Expected Value Example: LLM Hindsight Neglect

Inverse Scaling: When Bigger Isn’t Better was published in May 2024 by a variety of authors, mostly from NYU. Here is an abbreviated abstract:

Work on scaling laws has found that large language models (LMs) show predictable improvements to overall loss with increased scale (model size, training data, and compute). Here, we present evidence for the claim that LMs may show inverse scaling, or worse task performance with increased scale, e.g., due to flaws in the training objective and data. We present empirical evidence of inverse scaling on 11 datasets collected by running a public contest, the Inverse Scaling Prize, with a substantial prize pool.
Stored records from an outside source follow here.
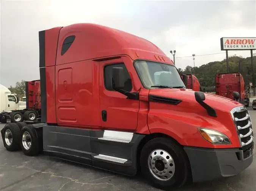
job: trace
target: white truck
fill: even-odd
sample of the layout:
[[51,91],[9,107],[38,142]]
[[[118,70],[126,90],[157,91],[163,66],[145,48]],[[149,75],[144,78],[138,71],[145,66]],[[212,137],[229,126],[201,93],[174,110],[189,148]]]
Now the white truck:
[[16,94],[12,94],[8,88],[0,84],[0,122],[6,123],[7,116],[12,122],[22,122],[24,112],[21,111],[25,110],[26,107],[26,102],[22,102],[20,103]]

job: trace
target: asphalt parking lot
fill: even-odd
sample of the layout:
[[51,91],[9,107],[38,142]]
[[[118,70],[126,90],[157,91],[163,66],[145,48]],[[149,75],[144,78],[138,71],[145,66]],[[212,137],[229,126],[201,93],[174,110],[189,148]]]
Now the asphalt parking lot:
[[[248,109],[256,132],[256,111]],[[0,129],[4,124],[0,124]],[[183,187],[184,191],[255,191],[256,154],[253,164],[232,177]],[[41,154],[28,157],[7,151],[0,140],[0,190],[158,191],[140,175],[129,177]],[[210,172],[209,173],[210,173]]]

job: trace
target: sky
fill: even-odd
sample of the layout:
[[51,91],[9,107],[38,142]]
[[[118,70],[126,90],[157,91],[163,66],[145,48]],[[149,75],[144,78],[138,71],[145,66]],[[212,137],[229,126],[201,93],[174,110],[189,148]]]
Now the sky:
[[[38,31],[91,23],[148,40],[177,68],[225,59],[222,37],[256,37],[256,0],[0,0],[0,84],[39,79]],[[256,53],[254,51],[254,53]],[[210,55],[199,55],[213,54]],[[250,51],[229,55],[250,56]],[[186,57],[190,56],[190,57]]]

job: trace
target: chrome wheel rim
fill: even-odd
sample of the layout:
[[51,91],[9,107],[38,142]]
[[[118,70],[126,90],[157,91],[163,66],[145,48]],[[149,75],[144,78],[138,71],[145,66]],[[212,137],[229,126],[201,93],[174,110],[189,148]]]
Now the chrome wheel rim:
[[28,119],[30,120],[34,120],[36,118],[36,115],[34,113],[31,113],[28,115]]
[[13,134],[10,129],[6,129],[5,133],[5,140],[6,144],[9,146],[13,143]]
[[22,145],[26,150],[28,150],[31,147],[31,137],[30,134],[27,131],[25,131],[22,134]]
[[173,176],[175,165],[171,155],[164,150],[157,149],[149,156],[148,165],[150,173],[157,180],[166,181]]
[[13,119],[16,122],[19,122],[21,120],[21,116],[19,114],[16,114],[13,117]]

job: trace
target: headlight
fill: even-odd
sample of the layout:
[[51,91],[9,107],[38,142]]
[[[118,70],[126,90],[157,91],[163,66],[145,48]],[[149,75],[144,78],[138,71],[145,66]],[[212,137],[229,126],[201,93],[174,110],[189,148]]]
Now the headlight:
[[206,140],[214,145],[230,145],[228,137],[221,132],[207,128],[198,128],[202,136]]

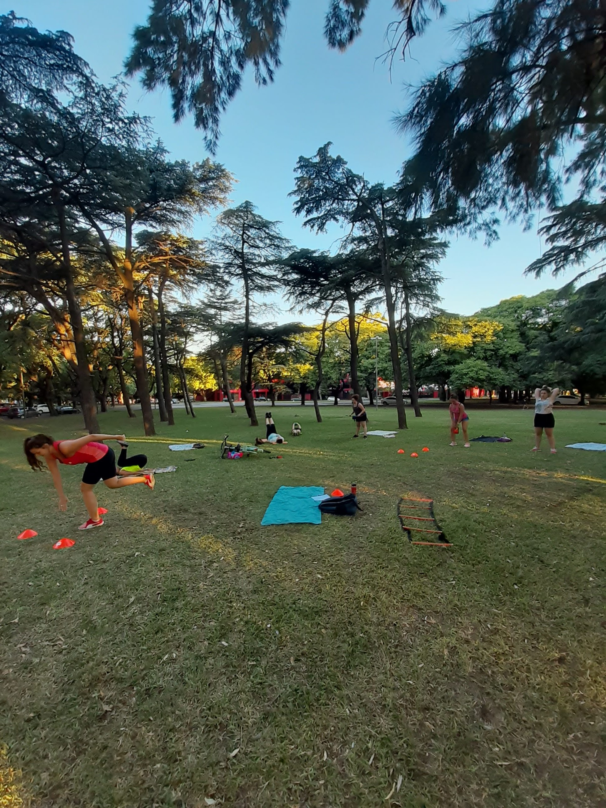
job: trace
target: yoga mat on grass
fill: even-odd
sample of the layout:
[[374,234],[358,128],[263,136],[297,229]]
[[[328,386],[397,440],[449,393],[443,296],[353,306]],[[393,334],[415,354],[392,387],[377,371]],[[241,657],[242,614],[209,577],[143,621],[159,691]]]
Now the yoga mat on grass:
[[587,449],[587,452],[606,452],[606,444],[568,444],[567,449]]
[[280,486],[267,506],[261,524],[322,524],[322,511],[312,497],[324,493],[322,486]]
Through analysis of the datasets, along with other examples found in the literature, we identify four potential causes of inverse scaling: (i) preference to repeat memorized sequences over following in-context instructions, (ii) imitation of undesirable patterns in the training data, (iii) tasks containing an easy distractor task which LMs could focus on, rather than the harder real task, and (iv) correct but misleading few-shot demonstrations of the task.

The Inverse Scaling Prize

The Inverse Scaling Prize was a contest to “investigate the extent of inverse scaling in LMs and to find robust inverse scaling examples”.

For example, folks from the esteemed Cavendish Labs submitted Resisting Correction.

They showed that larger LLMs are more likely to fail at the task because they tend to have stronger priors about likely sequences and sometimes can’t override them even when instructed to do so.

Hindsight Neglect

Hindsight Neglect was submitted by “The Floating Droid” (anonymous).

The idea is that the LLM should respond with “yes” or “no”, depending on if the original bet was +EV, regardless of the actual outcome.

EV Example 1

\mathbb{E} = -900*0.91 + 5*0.09 = -\$818.55

Expectation negative, negative result shown

EV Example 2

\mathbb{E} = -5*0.30 + 250*0.70 = \$173.50

Expectation positive, positive result shown

EV Example 3

\mathbb{E} = -50*0.94 + 5*0.06 = -\$46.70

Expectation negative, positive result shown

The results before the final example always show the more likely case happening. That is, if the bet is +EV, then it’s shown as winning. If the bet is -EV, then it’s shown as losing.

Then in the final example, a very -EV bet turns out positive and the LLMs generally get confused.

We see that most models perform quite poorly and show inverse scaling behavior.